Law of Consecration
As the Saints were gathering to Kirtland, many of them were leaving all of their possessions behind to obey the commandment of God. Others were poor to begin with. Joseph saw how so many were suffering and turned to the Lord to inquire what should be done. Joseph had discovered a group of about fifty people in Ohio, former followers of Sidney Rigdon, who had established a system whereby they could sustain one another. They based their model for this manner of society off their interpretation of Acts 2:44–45 and 4:32. Either there were not enough guidelines laid out or some of the people in the community were not prepared for the spirit of this law, and it was having problems. Joh Whitmer reported that when he arrived he discovered a man named Heman Bassett had taken a pocket watch which belonged to a man named Levi Hancock and sold it without asking. When someone asked why he had done this, he said, “Oh, I thought it was all in the familhy.”

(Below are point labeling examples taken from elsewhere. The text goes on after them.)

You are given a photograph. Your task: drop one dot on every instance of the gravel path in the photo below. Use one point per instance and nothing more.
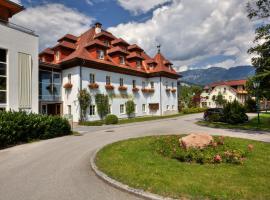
(59, 169)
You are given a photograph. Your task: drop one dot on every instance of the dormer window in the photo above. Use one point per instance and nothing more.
(138, 63)
(122, 60)
(57, 55)
(100, 54)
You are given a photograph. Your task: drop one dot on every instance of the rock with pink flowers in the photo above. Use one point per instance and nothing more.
(196, 141)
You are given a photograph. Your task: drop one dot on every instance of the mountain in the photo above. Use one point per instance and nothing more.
(214, 74)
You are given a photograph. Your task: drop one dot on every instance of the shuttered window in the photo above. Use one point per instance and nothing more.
(25, 81)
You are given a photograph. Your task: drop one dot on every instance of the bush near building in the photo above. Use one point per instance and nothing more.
(20, 127)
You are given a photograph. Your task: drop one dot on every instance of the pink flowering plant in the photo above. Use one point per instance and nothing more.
(221, 150)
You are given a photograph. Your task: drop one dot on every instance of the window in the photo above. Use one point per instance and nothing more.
(143, 108)
(3, 76)
(69, 109)
(57, 55)
(25, 80)
(122, 60)
(121, 82)
(92, 78)
(134, 83)
(143, 85)
(69, 78)
(100, 54)
(92, 109)
(108, 80)
(138, 63)
(122, 109)
(152, 84)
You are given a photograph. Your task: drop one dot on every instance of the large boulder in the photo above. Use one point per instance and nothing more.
(196, 141)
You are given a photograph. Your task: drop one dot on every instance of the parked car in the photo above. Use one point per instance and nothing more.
(212, 111)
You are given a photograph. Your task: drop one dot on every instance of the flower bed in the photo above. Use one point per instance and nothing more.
(68, 86)
(93, 86)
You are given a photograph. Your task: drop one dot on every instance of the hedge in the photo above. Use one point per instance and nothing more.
(21, 127)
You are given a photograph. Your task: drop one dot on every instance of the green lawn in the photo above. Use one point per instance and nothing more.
(251, 125)
(136, 163)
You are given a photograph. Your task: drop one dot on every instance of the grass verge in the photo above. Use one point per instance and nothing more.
(136, 163)
(251, 125)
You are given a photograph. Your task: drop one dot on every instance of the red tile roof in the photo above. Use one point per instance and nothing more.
(89, 38)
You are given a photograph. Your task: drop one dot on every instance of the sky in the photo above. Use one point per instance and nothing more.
(192, 33)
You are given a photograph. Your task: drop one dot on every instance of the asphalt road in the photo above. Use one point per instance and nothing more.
(59, 169)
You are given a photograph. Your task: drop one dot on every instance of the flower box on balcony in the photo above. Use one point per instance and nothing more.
(135, 89)
(93, 86)
(122, 88)
(173, 90)
(67, 86)
(109, 87)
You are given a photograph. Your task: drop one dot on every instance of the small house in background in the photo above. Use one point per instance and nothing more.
(230, 90)
(18, 62)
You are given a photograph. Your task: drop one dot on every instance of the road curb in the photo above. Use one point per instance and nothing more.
(121, 186)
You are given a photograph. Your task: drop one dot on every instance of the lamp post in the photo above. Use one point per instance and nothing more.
(256, 85)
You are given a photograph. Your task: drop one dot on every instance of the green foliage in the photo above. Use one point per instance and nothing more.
(130, 108)
(192, 110)
(20, 127)
(217, 152)
(84, 99)
(250, 105)
(186, 95)
(260, 10)
(219, 100)
(102, 102)
(91, 123)
(234, 113)
(111, 119)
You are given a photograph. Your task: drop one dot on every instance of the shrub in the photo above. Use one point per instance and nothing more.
(234, 113)
(130, 108)
(111, 119)
(193, 110)
(20, 127)
(91, 123)
(250, 105)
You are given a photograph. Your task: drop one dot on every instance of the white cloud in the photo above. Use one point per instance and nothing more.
(141, 6)
(52, 21)
(193, 30)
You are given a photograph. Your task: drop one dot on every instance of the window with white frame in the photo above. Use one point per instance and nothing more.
(122, 108)
(121, 82)
(108, 80)
(100, 54)
(92, 110)
(69, 78)
(143, 108)
(122, 60)
(92, 78)
(152, 84)
(3, 76)
(143, 85)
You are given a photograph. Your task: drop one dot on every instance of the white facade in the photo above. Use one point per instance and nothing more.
(167, 100)
(229, 94)
(19, 94)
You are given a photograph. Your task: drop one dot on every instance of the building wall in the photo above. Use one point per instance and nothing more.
(116, 97)
(15, 41)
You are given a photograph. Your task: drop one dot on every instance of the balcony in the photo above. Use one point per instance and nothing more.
(17, 27)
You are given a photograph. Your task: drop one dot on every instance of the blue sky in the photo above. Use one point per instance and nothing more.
(193, 33)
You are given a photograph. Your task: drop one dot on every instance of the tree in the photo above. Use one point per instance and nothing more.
(130, 108)
(259, 10)
(219, 100)
(102, 102)
(84, 99)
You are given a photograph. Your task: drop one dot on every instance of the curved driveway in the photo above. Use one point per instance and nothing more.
(59, 169)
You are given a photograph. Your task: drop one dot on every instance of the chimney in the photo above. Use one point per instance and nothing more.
(98, 27)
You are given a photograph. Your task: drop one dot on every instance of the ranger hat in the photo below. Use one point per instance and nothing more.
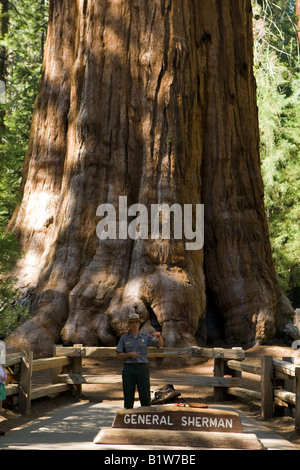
(134, 317)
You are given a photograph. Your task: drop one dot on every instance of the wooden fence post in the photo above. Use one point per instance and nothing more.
(25, 383)
(297, 405)
(266, 387)
(219, 392)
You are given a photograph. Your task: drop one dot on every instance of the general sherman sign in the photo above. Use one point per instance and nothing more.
(178, 418)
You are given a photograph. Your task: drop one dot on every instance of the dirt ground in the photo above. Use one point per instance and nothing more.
(11, 420)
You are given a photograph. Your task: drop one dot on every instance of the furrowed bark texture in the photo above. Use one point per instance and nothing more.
(153, 100)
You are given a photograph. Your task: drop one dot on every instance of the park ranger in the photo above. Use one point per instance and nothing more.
(132, 349)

The principles that this small community were trying to live, however, were pure, and Joseph recognized the need the Saints had for a system which would meet the Church’s growing economic needs. In response to Joseph’s inquiry, the Lord reminded his people that everything on the earth was His and that everything an individual owned was given him by the Lord. The Lord makes His children stewards over certain belongings, but can call to use them at any time. Thus came the Law of Consecration.
Under this law, all members were instructed to give all their property to the Church. Members would then be given stewardships of sufficient size to provide for their families. At the end of each year everything earned in excess of their needs was given back to the Church in order to provide for those who were unable to provide enough for themselves. The Law of Consecration would also make it possible for the Church to buy land for its members who continued arriving in ever increasing numbers. They needed to build meetinghouses, and the temple the Lord commanded them to build.
The principles of the Law of Consecration were and are noble. The spirit of this law is for each person to work hard, be industrious, and live by the Spirit of the Lord. The Law of Consecration provides for widows and orphans and, if lived correctly, would allow new immigrants to have a new start. Mormons believe this law to be celestial, or God’s law, rather than one of this world.
The Law of Consecration was first given to the Saints in Kirtland, Ohio, in February 1831. It was extended to the Saint in Missouri in April 1832, when the United Order was established. This meant that both Church centers pooled their resources in order to care for all the members of the Church. However, in April 1834, the Lord commanded that each center be in charge of its own people. There would no longer be a United Order of Kirtland and Zion, but rather one for each. At the end of Zion’s Camp, in June 1834, however, the Lord chastised His people for their sins and took the Law of Consecration from the earth until Zion should be redeemed. This was due to the imperfections in some of the Saints, who were unwilling to live the spirit of this law, causing it to become corrupted.